It gives us (the AR/VR Garage as a whole) the ability to pitch on bigger international virtual reality jobs.
-- Aliesha Staples
Founder of Staples VR
Before filming, Staples had to develop a VR camera that would withstand the high temperatures. "We were told it couldn’t be done but the more testing we did the more we realised we could build a heat resistant camera,’’ says Aliesha, winner of the Young Achiever category at the 2017 New Zealand Hi-Tech Awards.
Led by Edward Bellamy, Staples modified three GoPro cameras, taking out the parts that would melt, and housing the others in a fibrous concrete casing. They found frozen putty and glue that withstood the heat, and they replaced the plastic lens with glass – ending up with built-in 220 degree glass lens with a wider field of views. The result was the world’s first fireproof VR camera system.

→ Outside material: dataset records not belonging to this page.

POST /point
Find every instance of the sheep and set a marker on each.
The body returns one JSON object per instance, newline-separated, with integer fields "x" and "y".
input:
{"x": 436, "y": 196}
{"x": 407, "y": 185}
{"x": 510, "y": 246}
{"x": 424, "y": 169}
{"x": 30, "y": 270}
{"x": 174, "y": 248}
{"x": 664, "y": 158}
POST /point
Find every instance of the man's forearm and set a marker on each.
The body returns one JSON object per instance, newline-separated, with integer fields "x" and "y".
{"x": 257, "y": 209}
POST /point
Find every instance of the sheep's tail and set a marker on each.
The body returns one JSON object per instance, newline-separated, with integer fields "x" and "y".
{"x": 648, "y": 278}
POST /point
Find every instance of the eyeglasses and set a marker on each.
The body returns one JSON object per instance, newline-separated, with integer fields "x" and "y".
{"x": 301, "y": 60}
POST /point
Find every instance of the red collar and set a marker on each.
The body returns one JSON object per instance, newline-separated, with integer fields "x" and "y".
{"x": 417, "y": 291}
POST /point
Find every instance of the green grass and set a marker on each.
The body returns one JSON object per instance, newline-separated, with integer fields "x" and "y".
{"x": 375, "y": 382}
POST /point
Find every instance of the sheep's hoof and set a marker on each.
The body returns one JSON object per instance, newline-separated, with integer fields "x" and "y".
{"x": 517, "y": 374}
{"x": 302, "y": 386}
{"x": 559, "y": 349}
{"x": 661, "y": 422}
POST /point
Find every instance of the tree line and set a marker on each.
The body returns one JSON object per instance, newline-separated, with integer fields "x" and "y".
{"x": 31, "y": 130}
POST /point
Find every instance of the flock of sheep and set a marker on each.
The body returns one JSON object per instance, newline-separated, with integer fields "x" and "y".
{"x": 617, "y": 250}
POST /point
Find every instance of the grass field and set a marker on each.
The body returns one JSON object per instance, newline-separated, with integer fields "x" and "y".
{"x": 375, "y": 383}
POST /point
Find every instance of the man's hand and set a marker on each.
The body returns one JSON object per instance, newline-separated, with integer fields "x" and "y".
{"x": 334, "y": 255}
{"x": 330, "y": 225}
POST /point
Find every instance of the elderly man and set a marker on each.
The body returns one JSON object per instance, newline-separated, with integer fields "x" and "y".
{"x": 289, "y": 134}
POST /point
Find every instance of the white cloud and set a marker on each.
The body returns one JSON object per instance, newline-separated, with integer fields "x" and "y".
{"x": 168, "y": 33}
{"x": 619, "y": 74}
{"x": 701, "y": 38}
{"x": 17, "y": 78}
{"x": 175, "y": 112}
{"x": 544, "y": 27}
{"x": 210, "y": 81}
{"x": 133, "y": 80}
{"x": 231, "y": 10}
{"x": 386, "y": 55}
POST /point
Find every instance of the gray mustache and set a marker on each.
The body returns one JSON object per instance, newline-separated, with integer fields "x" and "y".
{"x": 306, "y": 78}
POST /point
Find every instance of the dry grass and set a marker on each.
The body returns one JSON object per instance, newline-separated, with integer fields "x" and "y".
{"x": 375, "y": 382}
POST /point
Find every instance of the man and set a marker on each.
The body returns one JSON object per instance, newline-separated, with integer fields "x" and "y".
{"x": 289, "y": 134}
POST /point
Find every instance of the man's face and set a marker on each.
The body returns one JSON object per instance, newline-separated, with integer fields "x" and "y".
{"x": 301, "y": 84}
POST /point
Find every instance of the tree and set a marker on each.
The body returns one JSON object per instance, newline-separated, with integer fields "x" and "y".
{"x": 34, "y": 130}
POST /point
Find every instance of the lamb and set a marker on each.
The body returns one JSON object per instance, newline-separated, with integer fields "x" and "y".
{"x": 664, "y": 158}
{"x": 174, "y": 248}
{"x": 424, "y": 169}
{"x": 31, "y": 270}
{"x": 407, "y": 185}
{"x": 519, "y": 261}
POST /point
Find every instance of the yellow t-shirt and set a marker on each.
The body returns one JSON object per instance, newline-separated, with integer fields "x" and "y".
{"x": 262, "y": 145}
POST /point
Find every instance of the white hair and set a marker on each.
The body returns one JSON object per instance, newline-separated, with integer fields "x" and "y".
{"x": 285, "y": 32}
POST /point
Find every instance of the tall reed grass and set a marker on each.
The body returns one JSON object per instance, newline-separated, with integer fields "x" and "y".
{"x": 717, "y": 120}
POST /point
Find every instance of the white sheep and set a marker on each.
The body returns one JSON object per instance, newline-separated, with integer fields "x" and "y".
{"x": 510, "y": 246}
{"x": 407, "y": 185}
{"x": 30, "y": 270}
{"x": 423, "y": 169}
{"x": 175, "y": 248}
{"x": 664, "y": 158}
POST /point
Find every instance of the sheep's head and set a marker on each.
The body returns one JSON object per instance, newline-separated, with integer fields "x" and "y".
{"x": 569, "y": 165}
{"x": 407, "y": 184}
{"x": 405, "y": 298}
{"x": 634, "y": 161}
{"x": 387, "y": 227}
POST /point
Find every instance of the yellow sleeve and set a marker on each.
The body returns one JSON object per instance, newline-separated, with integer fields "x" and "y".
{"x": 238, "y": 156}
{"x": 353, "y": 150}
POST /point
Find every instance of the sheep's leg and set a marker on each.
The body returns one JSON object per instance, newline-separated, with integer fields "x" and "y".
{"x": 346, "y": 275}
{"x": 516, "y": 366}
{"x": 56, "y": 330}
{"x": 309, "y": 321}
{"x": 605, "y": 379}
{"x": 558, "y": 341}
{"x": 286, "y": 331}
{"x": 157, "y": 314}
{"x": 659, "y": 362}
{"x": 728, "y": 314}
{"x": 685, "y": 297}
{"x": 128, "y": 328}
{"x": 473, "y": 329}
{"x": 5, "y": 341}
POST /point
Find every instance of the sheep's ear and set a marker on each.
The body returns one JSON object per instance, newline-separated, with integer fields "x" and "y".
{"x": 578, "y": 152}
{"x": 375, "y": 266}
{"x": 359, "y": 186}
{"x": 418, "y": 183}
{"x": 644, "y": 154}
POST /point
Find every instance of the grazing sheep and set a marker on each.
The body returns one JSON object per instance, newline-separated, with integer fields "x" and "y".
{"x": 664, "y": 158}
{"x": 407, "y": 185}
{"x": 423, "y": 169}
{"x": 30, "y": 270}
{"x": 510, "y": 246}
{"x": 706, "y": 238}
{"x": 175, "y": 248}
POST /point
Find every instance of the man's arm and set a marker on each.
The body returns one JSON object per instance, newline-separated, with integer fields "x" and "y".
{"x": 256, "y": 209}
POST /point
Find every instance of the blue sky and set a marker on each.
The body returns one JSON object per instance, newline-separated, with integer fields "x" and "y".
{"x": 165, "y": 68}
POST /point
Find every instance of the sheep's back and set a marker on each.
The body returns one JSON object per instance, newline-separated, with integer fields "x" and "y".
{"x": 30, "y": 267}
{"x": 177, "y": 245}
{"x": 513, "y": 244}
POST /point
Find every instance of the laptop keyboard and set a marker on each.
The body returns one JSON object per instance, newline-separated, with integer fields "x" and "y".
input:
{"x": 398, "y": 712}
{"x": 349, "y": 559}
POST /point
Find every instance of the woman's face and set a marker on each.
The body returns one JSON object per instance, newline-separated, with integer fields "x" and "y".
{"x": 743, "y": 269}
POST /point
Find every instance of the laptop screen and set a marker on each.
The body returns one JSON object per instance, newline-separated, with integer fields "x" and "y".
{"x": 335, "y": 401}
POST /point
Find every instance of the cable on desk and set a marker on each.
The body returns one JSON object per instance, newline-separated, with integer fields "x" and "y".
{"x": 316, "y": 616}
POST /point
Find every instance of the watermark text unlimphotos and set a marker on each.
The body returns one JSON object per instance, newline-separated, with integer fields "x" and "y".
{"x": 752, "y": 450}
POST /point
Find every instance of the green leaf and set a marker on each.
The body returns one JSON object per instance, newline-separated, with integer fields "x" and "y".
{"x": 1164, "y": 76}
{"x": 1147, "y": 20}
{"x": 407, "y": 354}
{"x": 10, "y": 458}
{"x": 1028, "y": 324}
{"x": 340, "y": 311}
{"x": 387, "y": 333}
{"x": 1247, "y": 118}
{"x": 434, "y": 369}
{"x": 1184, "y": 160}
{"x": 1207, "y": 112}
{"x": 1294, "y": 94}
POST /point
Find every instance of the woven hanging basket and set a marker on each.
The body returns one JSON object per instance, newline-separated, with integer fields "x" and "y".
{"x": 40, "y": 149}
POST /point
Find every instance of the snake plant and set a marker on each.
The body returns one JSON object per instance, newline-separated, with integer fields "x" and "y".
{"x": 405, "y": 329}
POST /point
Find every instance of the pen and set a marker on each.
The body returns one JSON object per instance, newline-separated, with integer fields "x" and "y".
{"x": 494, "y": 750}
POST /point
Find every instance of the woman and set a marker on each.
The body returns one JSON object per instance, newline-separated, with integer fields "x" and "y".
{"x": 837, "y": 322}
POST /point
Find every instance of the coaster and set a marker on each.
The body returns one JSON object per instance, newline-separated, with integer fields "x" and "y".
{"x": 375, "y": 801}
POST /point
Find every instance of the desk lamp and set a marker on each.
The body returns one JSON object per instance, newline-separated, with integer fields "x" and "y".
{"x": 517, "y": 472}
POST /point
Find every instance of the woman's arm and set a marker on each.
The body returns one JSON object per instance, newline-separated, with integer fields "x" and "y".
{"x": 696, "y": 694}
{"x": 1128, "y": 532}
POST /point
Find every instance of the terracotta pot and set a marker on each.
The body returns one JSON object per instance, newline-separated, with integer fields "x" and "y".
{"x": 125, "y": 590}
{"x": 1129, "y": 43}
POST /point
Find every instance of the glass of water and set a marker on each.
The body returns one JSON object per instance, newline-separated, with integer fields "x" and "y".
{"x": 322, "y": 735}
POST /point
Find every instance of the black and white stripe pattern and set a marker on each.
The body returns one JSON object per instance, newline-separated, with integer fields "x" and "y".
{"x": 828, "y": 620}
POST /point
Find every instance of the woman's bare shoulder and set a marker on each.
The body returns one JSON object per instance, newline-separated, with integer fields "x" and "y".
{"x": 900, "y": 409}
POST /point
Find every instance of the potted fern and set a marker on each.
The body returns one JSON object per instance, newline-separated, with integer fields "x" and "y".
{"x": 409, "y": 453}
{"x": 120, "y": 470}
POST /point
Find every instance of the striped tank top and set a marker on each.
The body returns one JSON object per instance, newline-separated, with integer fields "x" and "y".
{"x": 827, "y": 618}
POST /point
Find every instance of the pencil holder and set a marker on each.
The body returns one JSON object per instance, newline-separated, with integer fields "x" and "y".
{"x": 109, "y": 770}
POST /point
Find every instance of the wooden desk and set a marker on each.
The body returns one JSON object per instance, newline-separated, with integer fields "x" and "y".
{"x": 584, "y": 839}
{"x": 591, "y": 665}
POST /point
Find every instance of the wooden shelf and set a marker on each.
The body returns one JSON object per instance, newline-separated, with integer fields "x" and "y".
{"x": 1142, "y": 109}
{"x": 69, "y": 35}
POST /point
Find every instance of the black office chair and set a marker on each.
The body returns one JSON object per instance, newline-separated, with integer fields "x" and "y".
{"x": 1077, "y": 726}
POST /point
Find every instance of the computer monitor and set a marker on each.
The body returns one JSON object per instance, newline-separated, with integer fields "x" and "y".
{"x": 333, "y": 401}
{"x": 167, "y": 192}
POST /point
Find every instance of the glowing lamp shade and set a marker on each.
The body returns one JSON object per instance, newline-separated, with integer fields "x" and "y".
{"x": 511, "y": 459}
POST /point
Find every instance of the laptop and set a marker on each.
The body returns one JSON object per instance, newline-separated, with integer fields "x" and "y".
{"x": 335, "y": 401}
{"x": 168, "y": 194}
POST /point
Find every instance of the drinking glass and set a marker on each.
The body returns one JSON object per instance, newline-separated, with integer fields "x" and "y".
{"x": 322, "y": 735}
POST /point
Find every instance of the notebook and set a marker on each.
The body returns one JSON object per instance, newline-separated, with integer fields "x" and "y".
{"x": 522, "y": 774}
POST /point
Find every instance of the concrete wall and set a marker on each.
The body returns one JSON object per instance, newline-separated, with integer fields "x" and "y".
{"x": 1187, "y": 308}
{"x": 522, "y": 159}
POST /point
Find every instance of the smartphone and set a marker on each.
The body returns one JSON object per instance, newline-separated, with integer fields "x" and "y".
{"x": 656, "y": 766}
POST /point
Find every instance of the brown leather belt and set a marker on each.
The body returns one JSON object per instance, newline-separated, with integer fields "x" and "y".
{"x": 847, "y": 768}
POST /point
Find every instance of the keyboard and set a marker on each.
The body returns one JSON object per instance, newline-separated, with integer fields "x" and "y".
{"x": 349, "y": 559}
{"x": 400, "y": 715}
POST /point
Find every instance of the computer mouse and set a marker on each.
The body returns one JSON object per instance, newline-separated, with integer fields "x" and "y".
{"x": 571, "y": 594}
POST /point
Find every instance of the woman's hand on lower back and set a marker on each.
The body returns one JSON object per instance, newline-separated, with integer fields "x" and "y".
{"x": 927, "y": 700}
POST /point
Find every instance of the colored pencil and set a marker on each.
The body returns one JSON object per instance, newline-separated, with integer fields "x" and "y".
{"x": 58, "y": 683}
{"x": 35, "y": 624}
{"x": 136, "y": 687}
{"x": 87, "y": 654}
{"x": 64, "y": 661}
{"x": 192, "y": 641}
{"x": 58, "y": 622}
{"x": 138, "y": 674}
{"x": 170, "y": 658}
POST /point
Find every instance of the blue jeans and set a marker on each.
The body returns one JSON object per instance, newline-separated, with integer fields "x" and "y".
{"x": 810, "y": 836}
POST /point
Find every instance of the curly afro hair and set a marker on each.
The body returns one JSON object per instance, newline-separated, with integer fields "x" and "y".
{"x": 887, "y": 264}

When Staples first started, Aliesha introduced drones and hand-held, camera-mounted gimbals to New Zealand that made filming easier, faster and cheaper. She learned to use the stabilising gimbal system while working as a video editor and camera operator in South Africa. Aliesha loves new technology and creating authentic VR content.
Staples, working with the Auckland District Health Board, has produced the world’s first patient preparation VR video for children. The game was created in the `real world’ of Auckland’s Starship Hospital, and using the HTC Vive headset, children can experience the reality of having MRI and Cat Scans, X-rays and radiotherapy before the procedures actually take place.
The video uses animated robots to explain what is happening and to put them more at ease. "If we can help reduce the number of children being sedated for the procedures using VR, then that is amazing,’’ says Aliesha. ``The hospital project is our pride and job – it was technically difficult to do.’’
Staples is promoting the VR game to other hospitals in New Zealand and overseas, and it can be bought online.
In conjunction with Mercury Energy, Staples told the story of six-year-old Eli, paralysed from the neck down and since April 2016 living most of the time at Starship Hospital. Staples gave Eli a 360 degree virtual reality experience of friends at school and family on the dairy farm. It made him feel closer to home even though he was 600km away.
``We can capture VR content for elderly people in rest homes – they can’t fly but they can view their grandchildren in their home environment overseas,’’ says Aliesha. ``The opportunities are endless and a pipeline of work is happening.’’
Staples completed the first live-streaming of an event in full 360 degrees virtual reality after taking delivery of a high-tech Nokia camera with eight sensors and eight lens. The event was the 2degrees SIX60 concert on iHeartRadio.
Working with ATEED, Staples has created virtual reality Auckland tourism content, which will be displayed at trade expos. One of the projects was filming the release of the first kiwi on Motutapu Island.
Staples has opened a Melbourne office and its staff grew from two to 10 in nine months. Following an introduction from ATEED, the go-ahead Auckland VR business is talking with Callaghan Innovation and New Zealand Trade and Enterprise about research and development and business support – and further extending its 360 degree vision.